Playing Catch-up in the Schoolyard? Children and Young People's ‘Voice’ and Education Rights in the UK

Neville Harris*

* Professor of Law, School of Law, University of Manchester, Manchester M13 9PL. Email: neville.harris{at}manchester.ac.uk


   Abstract

This article aims to assess cross-UK progress in the recognition of the independent education rights of children and young people of school age. There is an increasing divergence between the separate education systems of England, Northern Ireland, Scotland, and Wales, which has become more pronounced after the devolution of power that began just over a decade ago and is accentuated by the sheer volume of legislative activity and policy developments in this field. Thus, an examination of these rights in the UK necessitates comparisons between these four jurisdictions, notwithstanding the many shared traditions in their approach to education and its governance.
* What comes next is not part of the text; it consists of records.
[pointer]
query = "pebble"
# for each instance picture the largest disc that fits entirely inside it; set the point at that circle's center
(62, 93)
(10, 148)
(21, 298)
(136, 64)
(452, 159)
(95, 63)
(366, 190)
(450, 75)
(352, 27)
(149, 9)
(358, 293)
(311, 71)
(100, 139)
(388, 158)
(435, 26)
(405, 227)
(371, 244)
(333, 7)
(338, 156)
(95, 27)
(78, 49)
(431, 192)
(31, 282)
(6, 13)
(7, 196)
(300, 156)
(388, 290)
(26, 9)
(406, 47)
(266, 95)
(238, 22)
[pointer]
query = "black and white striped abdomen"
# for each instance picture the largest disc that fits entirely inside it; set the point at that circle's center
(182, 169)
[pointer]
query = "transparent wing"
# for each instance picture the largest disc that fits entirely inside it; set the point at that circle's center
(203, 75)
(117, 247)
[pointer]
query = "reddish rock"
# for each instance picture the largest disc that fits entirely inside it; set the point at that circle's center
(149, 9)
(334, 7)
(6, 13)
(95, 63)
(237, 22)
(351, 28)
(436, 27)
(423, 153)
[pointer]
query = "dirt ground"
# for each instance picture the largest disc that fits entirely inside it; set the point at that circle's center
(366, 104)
The article gives its principal focus to rights relating to participation in decision making and redress processes, including those concerning consultation, appeals, and complaints. Analysing recent developments across a range of key aspects of education, including the curriculum, discipline, and special and additional support needs, the author finds not only a reasonable degree of overall progress in the realization of children and young people's autonomy interests in the field of education, from a rather low point particularly compared with child law more generally, but also a degree of disparity across the UK and a continuing cynicism about the true level of empowerment of children and young people in relation to decisions concerning their education.